Lebenserhaltungsbeiträge

Ein alter Ägypter lebte den Tag,
denn wie die Dinge nun immer auch lagen,
so zeigte er sich doch ziemlich beschlagen,
und testete sein Herz bei jedem Schlag.

Er gedachte dabei folgenden Tagen,
damit er nicht doch noch dem Tod erlag.
Was er sich sonst noch gedacht haben mag,
schlug ihm wohl doch etwas auf den Magen.

Denn um das nächste Jahrzehnt zu ertragen,
baute er sich einen Sarkophag
als reinen Lebenserhaltungsbeitrag.

Doch Belebung liegt kaum in Sarkophagen.
Spät erwachte im fernen Kopenhagen
die Moral der Geschichte: Kaffee Hag.

Ist noch eine Skizze, deshalb besser auf diesem Weg.

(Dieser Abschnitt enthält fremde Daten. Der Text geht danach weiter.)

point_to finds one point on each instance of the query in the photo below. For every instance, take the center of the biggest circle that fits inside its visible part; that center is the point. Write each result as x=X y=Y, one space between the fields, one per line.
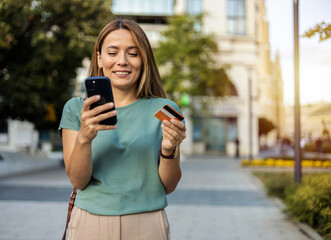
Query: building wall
x=246 y=58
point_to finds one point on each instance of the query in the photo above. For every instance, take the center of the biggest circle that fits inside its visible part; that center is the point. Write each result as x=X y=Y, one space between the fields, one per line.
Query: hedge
x=309 y=201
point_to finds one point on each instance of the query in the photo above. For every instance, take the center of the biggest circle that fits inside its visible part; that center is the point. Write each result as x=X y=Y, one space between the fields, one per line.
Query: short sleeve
x=71 y=115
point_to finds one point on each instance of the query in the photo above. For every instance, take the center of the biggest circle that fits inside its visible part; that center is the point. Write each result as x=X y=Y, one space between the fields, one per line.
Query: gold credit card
x=168 y=113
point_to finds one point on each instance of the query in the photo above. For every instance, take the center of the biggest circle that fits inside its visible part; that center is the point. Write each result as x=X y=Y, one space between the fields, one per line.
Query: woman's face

Antwort geändert am 19.05.2019 um 20:53 Uhr

 Didi.Costaire ergänzte dazu am 19.05.19:
Dann hoffe ich, die Absicht bleibt nicht vag
und ohne Zögern sitzt du schon im Wagen.
Führt dich dein Weg auch fälschlich nach Den Haag,
so bringt ein Käffchen dir doch Wohlbehagen.